We've already seen on this blog how the dancing was likely to head rapidly freeform when Flick was given a song with no discernible groove. Imagine what her response must have been, then, when given pop's most famous avant-garde beat poem to choreograph Zoo round for the Christmas show, particular as it had a perfectly serviceable video already. Linking out, John Peel, who was of course hammering this at the time (though it's said Noel Edmonds, of all people, was the one to take it to the daytime record buyers) makes a frankly wrong prediction.

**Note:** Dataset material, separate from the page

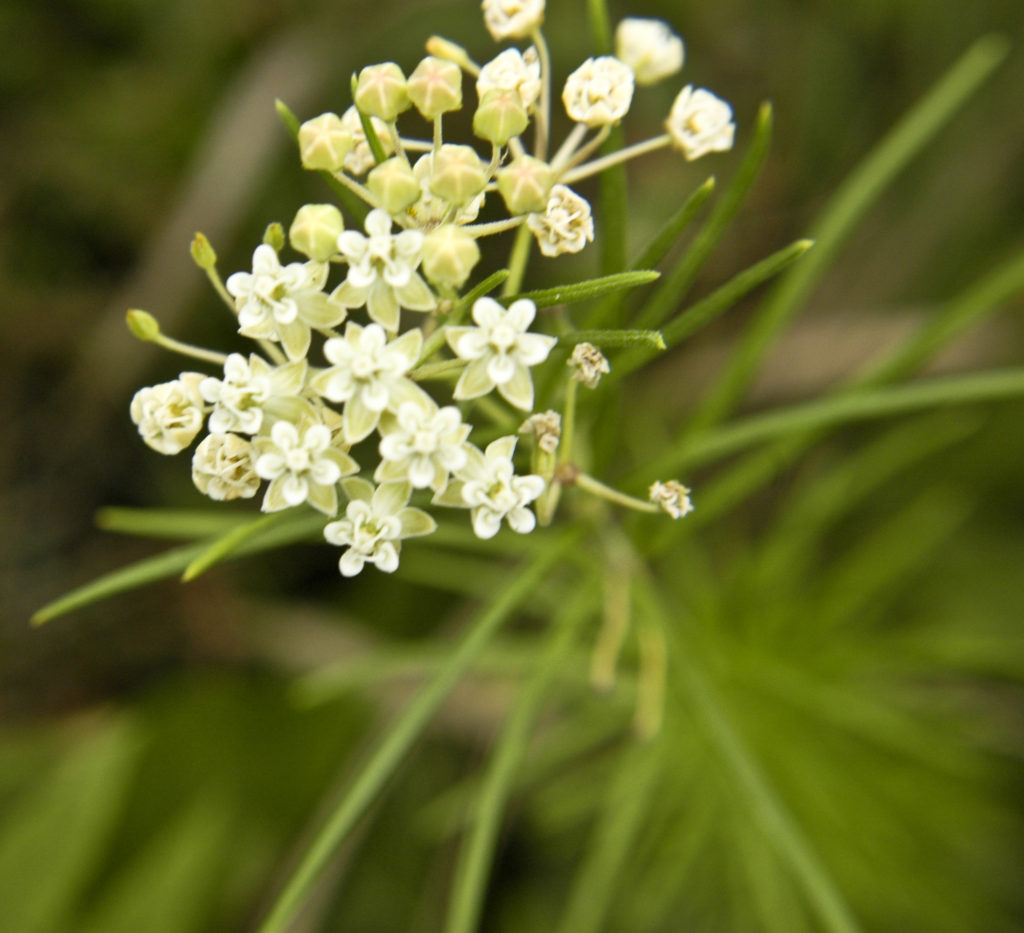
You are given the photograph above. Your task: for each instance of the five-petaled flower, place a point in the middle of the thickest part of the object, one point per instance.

In introduction, watch for David Van Day's comedy umbrage at Peter Powell, which as anyone who's seen the Bucks Fizz Trouble At The Top will appreciate was probably not far short of actual umbrage.
4 comments:
i remember reading one of simon napier-bell's biographies where he boasted his band japan had the oddest and least commercial top 10 hit of the early 80's with "ghosts" - close but no cigar simon! unusual and offbeat it may have been, but compared to "o superman" it sounds like "karma chameleon" ha ha!
Just shows how different the charts were in 1982 than they are today with the rise of the 'featurings'...
It does have to be put into the context, though, that the week it reached number 2 above it was a sappy 1950s cover (It's My Party) and one below was The Birdie Song.
I absolutely hated this song. I remember being incredibly annoyed at having to listen to it on the Top 40 and waiting for some decent tunes to come on!
Age hasn't made me like it now either.